«Пурга». Вот она про любовь.

Как у меня с этим в жизни? В жизни у меня с этим все в порядке. Жена.

Мы с ней в шестого класса знакомы. Влюблен ли я в нее был? Гм! Мы с ней с детства приятели. Это сильно сначала мешало, потом – ничего.

У нас сын. Парень как парень. Девятнадцать лет.

* * *

Историй любви у меня было ой как много, жизнь это мне попортило, но не перевернуло. Флирт? Да сколько угодно. Так что флиртуем напропалую.

Доходим ли до постели? Ну какой же настоящий бабник вам это скажет!

* * *

Если скажет, то он не настоящий бабник.

Настоящие молчаливы.

Флиртует ли моя жена? Ну, может, и флиртует. Я ей как-то сказал: только заразу не принеси. И еще я ей сказал, что она у меня первая и последняя: первая утром и последняя вечером. Не знаю, поверила или нет.

А вообще-то я ленив (читай, разумен) с семнадцати лет.

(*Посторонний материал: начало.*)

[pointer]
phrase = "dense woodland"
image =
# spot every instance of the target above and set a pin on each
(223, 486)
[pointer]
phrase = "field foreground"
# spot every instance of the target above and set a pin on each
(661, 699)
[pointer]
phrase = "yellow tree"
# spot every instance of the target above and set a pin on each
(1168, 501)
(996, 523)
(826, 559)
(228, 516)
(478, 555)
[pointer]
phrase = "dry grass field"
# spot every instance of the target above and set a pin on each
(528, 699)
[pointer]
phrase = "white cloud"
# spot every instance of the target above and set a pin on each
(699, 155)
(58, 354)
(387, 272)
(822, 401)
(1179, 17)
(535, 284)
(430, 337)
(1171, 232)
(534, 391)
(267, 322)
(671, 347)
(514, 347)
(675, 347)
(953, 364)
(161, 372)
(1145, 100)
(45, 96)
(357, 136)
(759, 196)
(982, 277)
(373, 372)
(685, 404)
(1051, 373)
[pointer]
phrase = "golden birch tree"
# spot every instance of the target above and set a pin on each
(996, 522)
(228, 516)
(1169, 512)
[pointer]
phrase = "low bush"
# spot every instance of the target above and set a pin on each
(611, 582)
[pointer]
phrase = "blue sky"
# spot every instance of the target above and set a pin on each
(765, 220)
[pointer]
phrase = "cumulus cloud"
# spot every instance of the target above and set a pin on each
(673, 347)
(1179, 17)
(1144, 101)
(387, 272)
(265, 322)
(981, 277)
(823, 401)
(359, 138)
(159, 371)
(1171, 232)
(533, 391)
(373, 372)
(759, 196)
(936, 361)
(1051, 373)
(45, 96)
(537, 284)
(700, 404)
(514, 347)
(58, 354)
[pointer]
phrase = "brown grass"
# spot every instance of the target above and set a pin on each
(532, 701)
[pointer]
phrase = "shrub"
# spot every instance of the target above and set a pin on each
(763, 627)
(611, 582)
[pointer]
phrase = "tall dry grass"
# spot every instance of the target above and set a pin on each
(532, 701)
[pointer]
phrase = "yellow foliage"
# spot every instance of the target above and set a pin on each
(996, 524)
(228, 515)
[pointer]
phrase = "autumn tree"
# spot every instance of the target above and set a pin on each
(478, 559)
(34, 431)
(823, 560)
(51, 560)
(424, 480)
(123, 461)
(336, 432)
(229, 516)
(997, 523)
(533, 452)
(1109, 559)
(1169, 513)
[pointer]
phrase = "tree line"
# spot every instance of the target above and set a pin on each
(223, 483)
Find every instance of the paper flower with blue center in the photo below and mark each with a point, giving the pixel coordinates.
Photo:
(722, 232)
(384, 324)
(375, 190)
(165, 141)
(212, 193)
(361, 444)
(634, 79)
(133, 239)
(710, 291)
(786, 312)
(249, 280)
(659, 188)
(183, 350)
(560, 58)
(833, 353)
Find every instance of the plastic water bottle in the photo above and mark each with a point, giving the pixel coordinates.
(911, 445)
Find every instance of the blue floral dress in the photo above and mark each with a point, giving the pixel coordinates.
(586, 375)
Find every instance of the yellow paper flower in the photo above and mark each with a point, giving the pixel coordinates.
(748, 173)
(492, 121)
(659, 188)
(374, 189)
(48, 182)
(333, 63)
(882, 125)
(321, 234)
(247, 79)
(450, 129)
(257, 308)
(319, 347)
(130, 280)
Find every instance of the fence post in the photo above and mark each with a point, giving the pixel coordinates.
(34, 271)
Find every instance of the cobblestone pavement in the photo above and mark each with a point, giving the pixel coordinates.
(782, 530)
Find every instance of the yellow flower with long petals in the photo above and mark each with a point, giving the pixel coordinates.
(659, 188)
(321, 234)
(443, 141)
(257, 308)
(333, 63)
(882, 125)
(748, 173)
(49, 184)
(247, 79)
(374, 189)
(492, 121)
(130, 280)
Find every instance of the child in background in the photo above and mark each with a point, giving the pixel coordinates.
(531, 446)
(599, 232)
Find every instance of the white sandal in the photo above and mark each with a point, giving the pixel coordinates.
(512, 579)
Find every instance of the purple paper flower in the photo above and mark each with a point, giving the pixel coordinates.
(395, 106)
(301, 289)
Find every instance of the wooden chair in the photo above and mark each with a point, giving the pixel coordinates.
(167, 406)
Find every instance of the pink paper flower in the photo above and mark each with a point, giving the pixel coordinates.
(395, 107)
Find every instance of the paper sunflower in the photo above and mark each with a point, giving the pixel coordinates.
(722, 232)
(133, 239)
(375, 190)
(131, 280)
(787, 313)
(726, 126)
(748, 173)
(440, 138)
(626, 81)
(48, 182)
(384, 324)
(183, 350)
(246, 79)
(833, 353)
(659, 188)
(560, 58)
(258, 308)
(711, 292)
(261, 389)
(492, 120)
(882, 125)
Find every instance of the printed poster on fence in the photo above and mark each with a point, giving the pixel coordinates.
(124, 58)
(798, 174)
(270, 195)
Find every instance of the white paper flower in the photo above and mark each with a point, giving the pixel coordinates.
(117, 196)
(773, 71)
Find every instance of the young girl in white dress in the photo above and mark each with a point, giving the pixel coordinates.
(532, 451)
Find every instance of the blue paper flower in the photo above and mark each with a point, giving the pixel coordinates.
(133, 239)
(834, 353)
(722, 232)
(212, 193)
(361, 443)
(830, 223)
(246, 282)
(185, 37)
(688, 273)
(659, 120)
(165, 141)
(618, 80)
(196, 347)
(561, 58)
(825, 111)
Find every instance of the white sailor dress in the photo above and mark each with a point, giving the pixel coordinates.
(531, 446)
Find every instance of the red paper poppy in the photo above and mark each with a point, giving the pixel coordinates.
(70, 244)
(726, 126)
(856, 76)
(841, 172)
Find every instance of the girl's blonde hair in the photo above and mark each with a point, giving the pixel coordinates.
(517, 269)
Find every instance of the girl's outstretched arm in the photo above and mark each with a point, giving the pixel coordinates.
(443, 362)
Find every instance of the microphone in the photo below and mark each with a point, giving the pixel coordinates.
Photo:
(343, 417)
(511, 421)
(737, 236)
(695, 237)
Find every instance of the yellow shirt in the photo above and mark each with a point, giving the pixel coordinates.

Представьте: уговариваем девушку, потом полночи не спим, потом утро раннее, потом придумать что-то дома, потом угрызения совести (как же без них?). То есть флирта больше, чем постели. Гораздо. Ну как? С искушениями разобрались?

* * *

Как говорил наш тренер на тренировках: «Бабу хотите?» Мы все хором: «Хотим!!!» – «Тогда плывем еще часик!»

У меня после заплывов по нескольку часов кряду болели все мышцы – руки, ноги, спина, пресс, шея. У меня даже мышцы на роже болели, а вы говорите – любовь.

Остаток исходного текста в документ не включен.